Toplum AKP’ye verdiği desteği belki de bir daha şans tanımamak üzere keserken CHP’ye de tarihin de hiç görmediği bir desteği vermiştir. Bunun ne kadar tercihli, bilinçli bir destek olduğu elbette tartışmalıdır. 31 Mart günü halkın sandık başına AKP’yi sırtından atmak için mi yoksa CHP’ye artık gel sen yönet mi diye gittiği spekülatif bir tartışmadır. Sandıktan çıkan sonuç CHP’ye bir onay verildiğini, denenmek için bir kredi açıldığını gösteriyor. CHP’nin bu başarısı hegemonik bir siyaset izlediği için gelmedi. CHP bir koalisyon siyaseti izleyerek AKP karşıtlığını kendi etrafında düğümlemeyi başardı. Bu başarı da üç siyasi figürün etkili olduğunu düşünüyoruz.

Özgür Özel hiç şüphesiz bu başarının görünürdeki mimarıdır.
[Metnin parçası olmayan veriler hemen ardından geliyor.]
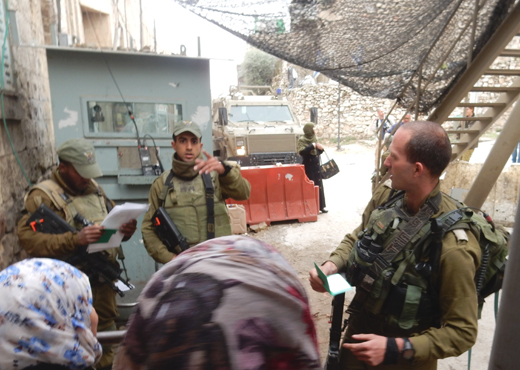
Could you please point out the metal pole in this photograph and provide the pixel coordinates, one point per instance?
(141, 24)
(504, 351)
(339, 123)
(418, 95)
(496, 160)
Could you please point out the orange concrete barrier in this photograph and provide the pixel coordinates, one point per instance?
(279, 193)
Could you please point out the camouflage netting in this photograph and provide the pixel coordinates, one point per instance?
(373, 46)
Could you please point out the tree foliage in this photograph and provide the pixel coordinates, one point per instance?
(258, 68)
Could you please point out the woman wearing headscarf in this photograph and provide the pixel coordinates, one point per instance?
(47, 321)
(229, 303)
(310, 150)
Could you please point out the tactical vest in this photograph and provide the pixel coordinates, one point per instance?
(401, 291)
(93, 207)
(185, 203)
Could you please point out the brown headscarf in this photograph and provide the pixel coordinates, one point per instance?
(308, 138)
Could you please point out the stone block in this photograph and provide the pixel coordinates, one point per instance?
(7, 248)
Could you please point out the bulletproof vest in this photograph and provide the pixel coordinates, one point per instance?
(185, 203)
(401, 291)
(92, 207)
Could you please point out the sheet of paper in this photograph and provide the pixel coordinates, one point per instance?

Cumhurbaşkanlığı seçimleri sonrasında uzun süredir koltukları altında siyaset yaptığı Kılıçdaroğlu’nun karşısına aday olarak çıkması bir cesaret örneğiydi. Türkiye gibi siyasi partilerin iç işleyişinde demokrasinin kırıntısının bile olmadığı bir yerde genel başkan ne kadar başarısız olursa olsun aday olarak çıkmak burun kıvrılmaması gerekli bir iştir. Özel pek çok talipli çıkacak iken ön almış ve bu işe aday olmuştur. Her şeyden önce toplumdaki değişim beklentilerini doğru okumuş kafasını parti faunasına gömmemiştir. Birçok siyasetçi böyle yaptığı için kaybederken o kazanmıştır. Özel CHP içindeki Atatürkçü-demokrat çizgiyi temsil eden bir siyasetçi. Yani kendini Atatürkçülüğün dışlayıcı, ötekileştirici, demokrasi alerjisi taşıyan yönlerinden bağışık kılmış. Sivil, demokrat ve ilerici bir Atatürkçülüğe angaje. Bir demokratik kitle örgütü yönetme tecrübesine sahip olduğundan dolayı sokağın siyasetteki gücünü de biliyor. Çünkü on binlerin katıldığı mitingler örgütlemiş. Kılıçdaroğlu’ndaki geriye çekici bürokratik reflekslere sahip değil. Özgür özel CHP örgütüne de iyi gelecek biri. Uzun yıllar örgütle içiçe çalıştığı için parti örgütünün eğilimlerini, beklentilerini, eksiklerini bilecek bir konuma sahip. Değişim Özgür Özel ile sınırlı kalmış olsaydı haritadaki renkler bu kadar kırmızıya boyanmazdı.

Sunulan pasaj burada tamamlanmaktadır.